La régulation du stationnement est un levier essentiel des politiques d’aménagement de l’espace public urbain. Les choix en la matière peuvent ainsi refléter des conceptions radicalement différentes de l’organisation de la mobilité à l’échelle d’une agglomération. Est-il préférable de créer de grands parkings publics ou privés en centre-ville ou, à l’inverse, de multiplier les parcs relais en périphérie assurant des correspondances avec les transports collectifs ? La première option a pour vocation de faciliter l’accès automobile en zone urbaine dense, la seconde privilégie les déplacements à pied et en transports en commun. On mesure à travers cet exemple combien les liens entre urbanisme et stationnement peuvent influer sur le bien-être et le vivre ensemble en ville.

Aujourd’hui, ce sont les collectivités territoriales des grandes agglomérations françaises qui organisent le stationnement au sein de leur circonscription, en s’efforçant de tenir les deux bouts de la chaîne. D’une part, elles s’attachent à développer les moyens de transports alternatifs à la voiture individuelle – systèmes d’autopartage et vélos en libre-service, notamment – de manière à optimiser l’utilisation de l’espace public. D’autre part, elles s’emploient à faciliter les activités de logistique urbaine, à savoir les services de livraison et les déplacements professionnels, afin de soutenir le développement économique de leur agglomération.
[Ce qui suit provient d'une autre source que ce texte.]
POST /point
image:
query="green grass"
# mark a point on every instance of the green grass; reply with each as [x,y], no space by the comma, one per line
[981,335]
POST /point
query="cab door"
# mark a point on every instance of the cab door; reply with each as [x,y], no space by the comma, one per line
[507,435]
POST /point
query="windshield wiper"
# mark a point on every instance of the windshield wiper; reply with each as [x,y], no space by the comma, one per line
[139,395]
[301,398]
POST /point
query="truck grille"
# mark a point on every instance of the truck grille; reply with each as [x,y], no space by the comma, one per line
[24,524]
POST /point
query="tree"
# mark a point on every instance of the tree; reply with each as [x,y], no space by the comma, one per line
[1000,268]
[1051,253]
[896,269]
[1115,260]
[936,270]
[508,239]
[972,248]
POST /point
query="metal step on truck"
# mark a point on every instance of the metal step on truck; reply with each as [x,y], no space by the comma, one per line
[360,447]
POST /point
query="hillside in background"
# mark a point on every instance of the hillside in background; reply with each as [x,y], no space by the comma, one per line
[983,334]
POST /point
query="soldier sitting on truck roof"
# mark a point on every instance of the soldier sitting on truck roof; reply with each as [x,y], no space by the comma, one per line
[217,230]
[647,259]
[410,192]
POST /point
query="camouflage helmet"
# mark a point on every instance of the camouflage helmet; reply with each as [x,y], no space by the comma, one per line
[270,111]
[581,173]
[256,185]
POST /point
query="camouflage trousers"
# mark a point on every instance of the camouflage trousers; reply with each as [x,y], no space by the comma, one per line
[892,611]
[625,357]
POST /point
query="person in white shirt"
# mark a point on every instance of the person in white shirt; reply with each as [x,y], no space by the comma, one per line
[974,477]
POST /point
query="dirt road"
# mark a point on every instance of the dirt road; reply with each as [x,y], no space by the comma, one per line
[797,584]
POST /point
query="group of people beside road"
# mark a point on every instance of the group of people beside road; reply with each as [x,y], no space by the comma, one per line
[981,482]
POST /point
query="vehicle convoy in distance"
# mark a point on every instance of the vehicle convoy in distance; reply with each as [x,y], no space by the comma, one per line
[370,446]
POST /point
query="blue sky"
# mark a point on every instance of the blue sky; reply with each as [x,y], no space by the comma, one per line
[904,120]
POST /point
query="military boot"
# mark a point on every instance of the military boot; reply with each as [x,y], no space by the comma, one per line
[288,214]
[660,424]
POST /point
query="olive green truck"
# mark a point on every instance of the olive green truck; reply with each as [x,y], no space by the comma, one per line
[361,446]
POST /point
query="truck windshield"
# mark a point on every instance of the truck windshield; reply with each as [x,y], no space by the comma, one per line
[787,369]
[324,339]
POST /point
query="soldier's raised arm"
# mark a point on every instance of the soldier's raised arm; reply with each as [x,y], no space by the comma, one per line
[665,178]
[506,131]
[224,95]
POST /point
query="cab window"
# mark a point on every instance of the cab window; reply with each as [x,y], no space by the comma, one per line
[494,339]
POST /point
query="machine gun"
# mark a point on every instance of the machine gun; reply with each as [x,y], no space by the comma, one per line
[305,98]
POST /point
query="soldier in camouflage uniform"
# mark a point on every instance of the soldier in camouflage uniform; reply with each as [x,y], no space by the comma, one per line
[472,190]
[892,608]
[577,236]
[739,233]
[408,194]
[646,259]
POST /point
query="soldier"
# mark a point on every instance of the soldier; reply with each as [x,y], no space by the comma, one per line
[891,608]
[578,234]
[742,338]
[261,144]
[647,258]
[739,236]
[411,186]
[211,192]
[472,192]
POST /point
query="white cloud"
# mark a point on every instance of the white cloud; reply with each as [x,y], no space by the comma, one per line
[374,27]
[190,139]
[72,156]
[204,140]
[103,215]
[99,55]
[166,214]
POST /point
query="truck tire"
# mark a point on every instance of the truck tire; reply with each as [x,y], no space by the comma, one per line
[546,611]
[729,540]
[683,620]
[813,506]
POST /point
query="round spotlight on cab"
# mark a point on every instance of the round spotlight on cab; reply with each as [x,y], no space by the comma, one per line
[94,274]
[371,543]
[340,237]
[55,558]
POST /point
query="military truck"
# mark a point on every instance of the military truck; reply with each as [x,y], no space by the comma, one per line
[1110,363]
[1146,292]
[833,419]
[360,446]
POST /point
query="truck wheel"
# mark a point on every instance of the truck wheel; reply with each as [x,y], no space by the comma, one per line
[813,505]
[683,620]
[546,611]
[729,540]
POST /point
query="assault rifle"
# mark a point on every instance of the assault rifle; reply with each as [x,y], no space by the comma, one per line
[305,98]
La définition d’une politique du stationnement coordonnée renforcerait ces actions et répondrait ainsi aux ambitions des collectivités territoriales. Elle aurait pour but de rétablir une triple cohérence : cohérence entre les objectifs d’urbanisme et les objectifs de déplacement, cohérence spatiale entre les communes d’une même agglomération, cohérence enfin entre stationnement public et privé. Placée sous l’autorité des élus locaux, cette politique du stationnement ne manquerait pas de champs d’actions concrètes : déterminer les besoins publics et privés adaptés à chaque quartier, étudier les dispositifs techniques réglementaires et tarifaires appropriés, organiser un système d’observation et de suivi, aménager et entretenir les installations techniques, contrôler le stationnement public sur voirie et hors voirie, informer les usagers…

En prenant en compte tous les usages de l’espace par les véhicules, une telle politique permettrait d’articuler l’organisation des déplacements et le partage de l’espace public urbain. Elle contribuerait ainsi aux objectifs des politiques de déplacements urbains, dans leurs dimensions économiques (efficacité des échanges), sociales (qualité de l’espace urbain) et environnementales (qualité de l’air). Le rapport propose de confier la définition de cette politique du stationnement aux autorités organisatrices d’aménagement et de mobilité, ainsi qu’à la commune pour les aspects relatifs à la voirie. La réussite de cette politique dépendrait également des moyens techniques et juridiques déployés pour assurer le suivi permanent de l’utilisation de l’espace urbain par les véhicules et pour contrôler le respect des règles locales.

Le sujet mérite donc une analyse particulière destinée aux autorités chargées de la législation et de la réglementation, mais aussi aux collectivités qui portent ces politiques sur leur territoire.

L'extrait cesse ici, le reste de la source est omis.